I think he is contrasting himself to the *typical* auto-didact (emphasis
mine).

That said, I have a hard time describing any of his states as "awareness".

-s
 
N

Nick

Nick Keighley said:
Spinoza uses an "unusal" definition of "clear". Attempts to refute him
by quoting dictionaries result in you being told you are using an
incorrect dictionary.

Humpty-dumptyism run wild.

And it lead to me kill-filing him weeks ago. I've just come back from a
hard day's work and so far have read *nothing* in this group but
responses to Spindizzie. Please, guys, give it a rest - he's
unimprovable.
 
S

Seebs

This is a peculiar doctrine. On any usual understanding it is certainly
possible to be both clear and wrong.

We've been over this before. Spinny lied a whole lot in the process,
but the basic executive summary is that there exists at least one sense
of "clear" which implies "leading to knowledge", and at least one sense
of "knowledge" which is "justified true belief". Spinny simply ignores
all the other senses of the word "clear". He also commits a category
error; he can't distinguish between justified true belief about a message,
and the message's content being a justified true belief about reality.

In short, given the phrase "pink elephants", he can't comprehend that it
can be clear that this denotes pachyderms in a pale red, without it being
true that such things exist. Even if we grant his cherry-picked definition,
it is obvious to everyone else that the "justified true belief" would be
about the semantic content of a given piece of writing, not necessarily
implying that the semantic content of the piece of writing describes the
world.

But he'll doubtless be glad to explain all of this to you; if you play
your cards right, you should be able to quote the exact dictionary he claims
to be quoting and get him to tell you it's crap and only the dictionary he
named is any good.

-s
 
M

Mark

spinoza1111 said:
No, just literacy. Had I been Scripto Seebie, I would have called
Herb's "clarity" an "apparent" clarity, since to be "clear" is to have
a clear relationship with the truth. The main definition in the
Compact Oxford English Dictionary defines "clear" as "understandable",
and "understanding" as knowledge of the "truth".

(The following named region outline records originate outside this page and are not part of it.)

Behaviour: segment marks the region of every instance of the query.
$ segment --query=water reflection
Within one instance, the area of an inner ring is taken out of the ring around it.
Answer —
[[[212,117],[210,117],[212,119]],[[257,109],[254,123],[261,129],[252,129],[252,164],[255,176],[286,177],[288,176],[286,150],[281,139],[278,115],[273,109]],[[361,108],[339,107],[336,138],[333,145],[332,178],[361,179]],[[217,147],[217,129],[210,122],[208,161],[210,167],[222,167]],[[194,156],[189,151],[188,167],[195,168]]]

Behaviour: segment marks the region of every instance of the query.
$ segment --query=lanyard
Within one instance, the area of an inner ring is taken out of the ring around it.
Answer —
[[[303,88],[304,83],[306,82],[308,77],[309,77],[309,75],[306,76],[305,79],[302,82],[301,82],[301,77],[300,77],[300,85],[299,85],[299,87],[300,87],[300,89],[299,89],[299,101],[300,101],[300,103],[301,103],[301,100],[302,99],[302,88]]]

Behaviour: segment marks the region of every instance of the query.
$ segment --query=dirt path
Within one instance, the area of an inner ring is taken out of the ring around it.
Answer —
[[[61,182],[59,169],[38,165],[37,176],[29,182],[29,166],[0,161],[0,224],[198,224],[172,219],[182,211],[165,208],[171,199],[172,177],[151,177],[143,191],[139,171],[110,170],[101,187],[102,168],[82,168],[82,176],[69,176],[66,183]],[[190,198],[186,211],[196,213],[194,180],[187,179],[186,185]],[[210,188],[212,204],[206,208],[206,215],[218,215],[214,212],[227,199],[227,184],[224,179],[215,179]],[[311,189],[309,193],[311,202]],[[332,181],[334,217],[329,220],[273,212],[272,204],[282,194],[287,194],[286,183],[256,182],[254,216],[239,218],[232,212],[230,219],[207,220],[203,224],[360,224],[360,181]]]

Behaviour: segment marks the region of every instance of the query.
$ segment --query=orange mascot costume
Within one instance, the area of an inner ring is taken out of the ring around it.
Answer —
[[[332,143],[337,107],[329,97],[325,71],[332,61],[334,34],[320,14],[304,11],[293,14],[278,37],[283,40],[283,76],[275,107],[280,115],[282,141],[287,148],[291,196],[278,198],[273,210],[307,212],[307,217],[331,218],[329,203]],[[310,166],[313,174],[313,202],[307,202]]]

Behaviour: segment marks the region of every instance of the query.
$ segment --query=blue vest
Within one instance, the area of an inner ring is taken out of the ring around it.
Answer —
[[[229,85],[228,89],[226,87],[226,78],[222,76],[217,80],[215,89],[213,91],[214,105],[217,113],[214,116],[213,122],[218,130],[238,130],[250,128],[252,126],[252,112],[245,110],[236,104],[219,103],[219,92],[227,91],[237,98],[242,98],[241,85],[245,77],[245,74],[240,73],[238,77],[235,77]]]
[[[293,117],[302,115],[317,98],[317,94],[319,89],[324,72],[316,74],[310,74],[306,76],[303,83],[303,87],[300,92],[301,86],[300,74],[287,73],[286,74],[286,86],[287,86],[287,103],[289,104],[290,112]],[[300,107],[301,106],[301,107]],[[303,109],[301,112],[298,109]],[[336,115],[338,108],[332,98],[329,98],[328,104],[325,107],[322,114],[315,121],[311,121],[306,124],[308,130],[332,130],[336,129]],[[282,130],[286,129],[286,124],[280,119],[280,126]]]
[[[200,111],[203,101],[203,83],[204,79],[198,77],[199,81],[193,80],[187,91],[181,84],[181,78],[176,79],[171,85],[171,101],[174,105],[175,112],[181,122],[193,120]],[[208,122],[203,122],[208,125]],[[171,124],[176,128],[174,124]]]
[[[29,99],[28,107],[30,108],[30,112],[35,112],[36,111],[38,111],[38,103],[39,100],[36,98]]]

The full (online) edition of the OED seems to be significantly different
to the Compact OED, then.

If you look up "understandable", you find "truth" isn't mentioned, and
the main definitions are:

1. That can be understood; intelligible.
2. Able to understand; capable of understanding.

If you insist on looking at "understanding", the only mention of "truth"
is in quotes like this from Shelley:

"Love is like understanding, that grows bright, Gazing on many truths."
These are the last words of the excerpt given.